Letter 139

, par Stewart

The great eunuch to Usbek in Paris


Things have reached a state that cannot be maintained : your wives have imagined that your departure left them complete impunity. Horrible things are happening here ; I myself tremble at the cruel account I must give you.

Zelis, on her way to the mosque a few days ago, let her veil drop and appeared with her face almost uncovered before everybody.

I have found Zachi in bed with one of her slaves, [1] a thing so forbidden by the laws of the seraglio.

I have by the greatest chance in the world intercepted a letter, [2] which I am sending to you ; I have never been able to discover to whom it was addressed.

Yesterday evening a young boy was found [3] in the garden of the seraglio, and escaped over the walls.

Add to that the things I have not learned about, for surely you are betrayed.
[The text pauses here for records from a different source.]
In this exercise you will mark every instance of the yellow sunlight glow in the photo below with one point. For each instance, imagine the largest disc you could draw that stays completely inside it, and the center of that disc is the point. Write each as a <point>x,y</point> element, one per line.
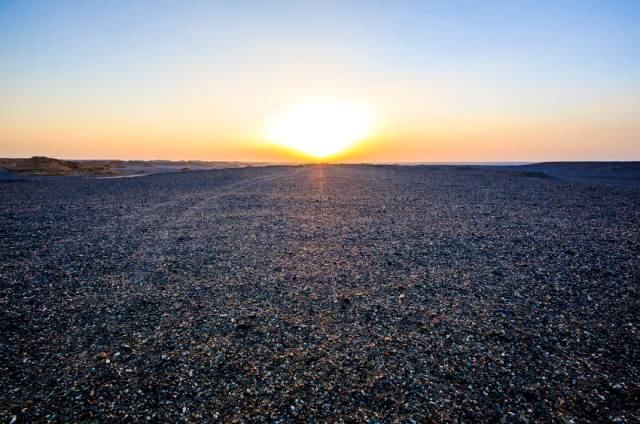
<point>321,129</point>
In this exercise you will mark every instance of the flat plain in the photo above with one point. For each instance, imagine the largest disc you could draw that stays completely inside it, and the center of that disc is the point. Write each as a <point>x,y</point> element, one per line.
<point>326,293</point>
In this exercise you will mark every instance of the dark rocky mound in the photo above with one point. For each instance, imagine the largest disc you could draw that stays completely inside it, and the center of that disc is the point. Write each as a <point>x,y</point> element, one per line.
<point>41,165</point>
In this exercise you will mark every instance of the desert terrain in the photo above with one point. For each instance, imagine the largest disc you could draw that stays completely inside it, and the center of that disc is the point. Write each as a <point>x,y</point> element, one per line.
<point>326,293</point>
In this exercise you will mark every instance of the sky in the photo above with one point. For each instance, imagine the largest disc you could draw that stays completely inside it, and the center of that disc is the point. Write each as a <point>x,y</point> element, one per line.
<point>442,80</point>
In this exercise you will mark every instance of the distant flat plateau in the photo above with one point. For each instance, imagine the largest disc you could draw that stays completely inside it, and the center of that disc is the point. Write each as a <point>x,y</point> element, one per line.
<point>353,293</point>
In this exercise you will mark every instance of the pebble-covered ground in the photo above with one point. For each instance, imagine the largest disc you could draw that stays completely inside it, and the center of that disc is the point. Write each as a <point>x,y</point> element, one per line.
<point>322,293</point>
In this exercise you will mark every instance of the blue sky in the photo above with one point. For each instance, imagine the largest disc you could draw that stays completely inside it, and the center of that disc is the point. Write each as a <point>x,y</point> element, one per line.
<point>503,63</point>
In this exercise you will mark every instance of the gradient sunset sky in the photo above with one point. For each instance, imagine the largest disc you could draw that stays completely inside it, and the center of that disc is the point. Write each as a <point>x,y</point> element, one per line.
<point>445,81</point>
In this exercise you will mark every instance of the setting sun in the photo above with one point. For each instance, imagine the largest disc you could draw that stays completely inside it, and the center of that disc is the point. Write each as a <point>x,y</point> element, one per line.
<point>321,129</point>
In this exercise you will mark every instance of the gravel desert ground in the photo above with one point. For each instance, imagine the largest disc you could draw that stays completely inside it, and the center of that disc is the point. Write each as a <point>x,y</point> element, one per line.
<point>322,293</point>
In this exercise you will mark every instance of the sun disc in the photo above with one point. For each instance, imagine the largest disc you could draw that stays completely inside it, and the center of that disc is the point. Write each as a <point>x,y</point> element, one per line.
<point>321,129</point>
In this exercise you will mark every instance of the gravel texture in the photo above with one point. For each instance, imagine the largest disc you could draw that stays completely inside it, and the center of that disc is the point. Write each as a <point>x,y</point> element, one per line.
<point>323,293</point>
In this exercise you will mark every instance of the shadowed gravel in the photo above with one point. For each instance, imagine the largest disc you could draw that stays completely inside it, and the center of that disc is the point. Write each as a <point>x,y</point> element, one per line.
<point>328,293</point>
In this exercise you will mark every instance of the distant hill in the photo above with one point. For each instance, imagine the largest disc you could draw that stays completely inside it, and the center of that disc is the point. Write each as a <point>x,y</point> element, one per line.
<point>619,173</point>
<point>40,165</point>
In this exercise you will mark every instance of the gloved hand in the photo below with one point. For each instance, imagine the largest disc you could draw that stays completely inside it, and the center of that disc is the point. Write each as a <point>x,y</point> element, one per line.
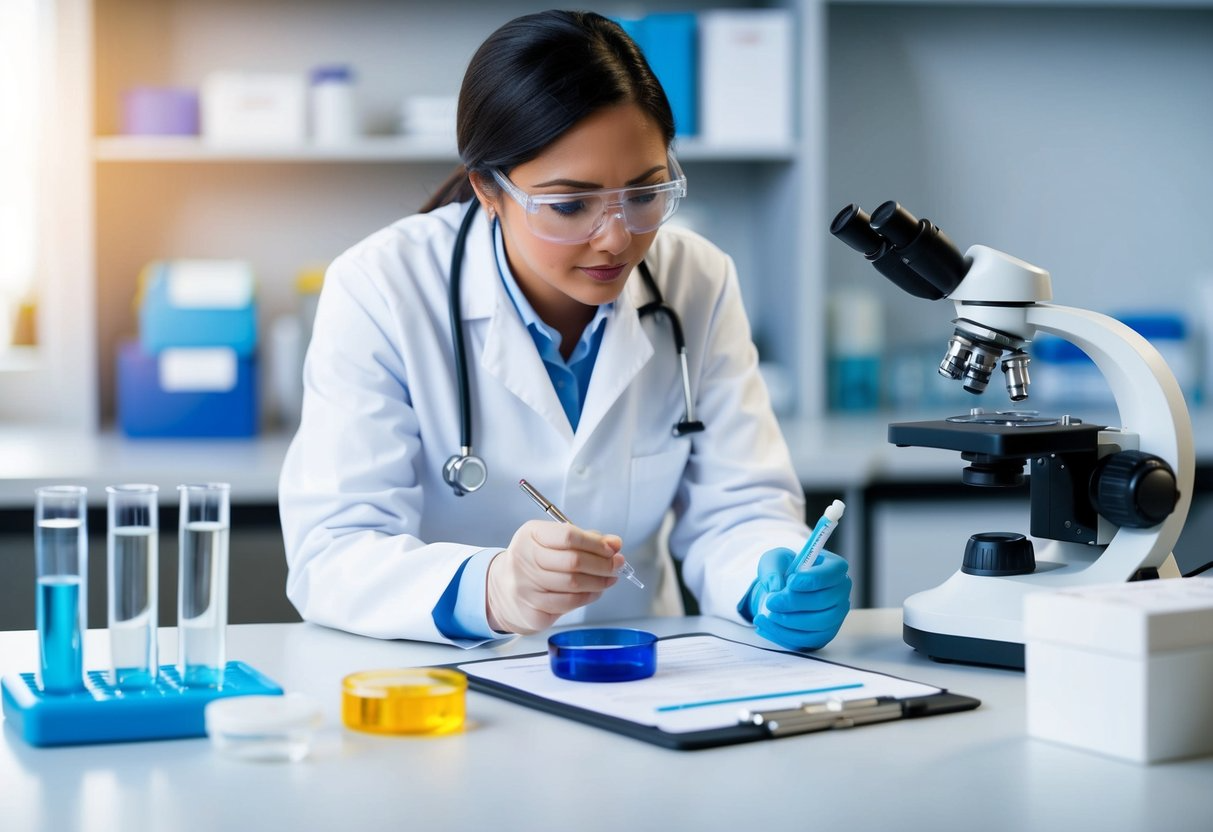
<point>548,570</point>
<point>803,611</point>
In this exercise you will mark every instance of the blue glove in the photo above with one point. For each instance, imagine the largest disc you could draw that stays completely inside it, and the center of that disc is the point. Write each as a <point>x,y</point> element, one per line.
<point>803,611</point>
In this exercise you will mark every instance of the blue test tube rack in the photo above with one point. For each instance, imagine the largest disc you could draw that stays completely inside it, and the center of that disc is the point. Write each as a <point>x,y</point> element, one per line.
<point>101,712</point>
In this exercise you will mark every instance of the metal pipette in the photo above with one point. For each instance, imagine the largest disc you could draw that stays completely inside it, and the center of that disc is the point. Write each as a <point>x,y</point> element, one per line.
<point>558,516</point>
I await your orders, and until the happy moment when I receive them, I am going to be in a mortal situation. But if you do not place all your wives under my discretion, [4] I answer for none of them, and will every day have equally sad news to send to you.

The Isfahan seraglio this 1st day of the moon of Regeb 1717 [5]

Notes

[1Zachi was earlier reproached (letter 19) – just as Zephis before her (letter 4) – for her “familiarities” with the slave Zelide.

[2Its content will never be known ; the episode nevertheless serves to reinforce the impression that the seraglio is permeable.

[3The “false information” of letter 9 has become a reality.

[4“It is said, in terms of war, that a stronghold surrenders à discretion, to say, at the mercy of the victor” (Furetière, 1690).

[5This letter brings us suddenly backwards in time : chronologically, it should have borne the number 101 ; and the last letter of the novel (150) would have been numbered 134. The twelve final letters of the collection, containing the condensed story of the final calamity of the seraglio, make up an ensemble of exceptional coherency : on the one side in Paris with Usbek, on the other in Isfahan with the guardians and inhabitants of the seraglio. Since letter 63 – that is to say, chronologically between 1714 and 1720 – there is not a single letter of Usbek relating to the seraglio. All the letters between 126 and 137 are from Rica, which means that for over a year (from 4 October 1719 to 11 November 1720) Usbek has remained completely silent, which can be explained by the letters he has received in the meantime (but which the reader has not seen until this final cascade). At the time when Usbek writes his letter 119 of 1 November 1718 on the misfortunes of the “children of the Prophet”, he has perhaps already received this one (1 September 1717) which tells him, in sum, that the situation in the seraglio is all but beyond repair.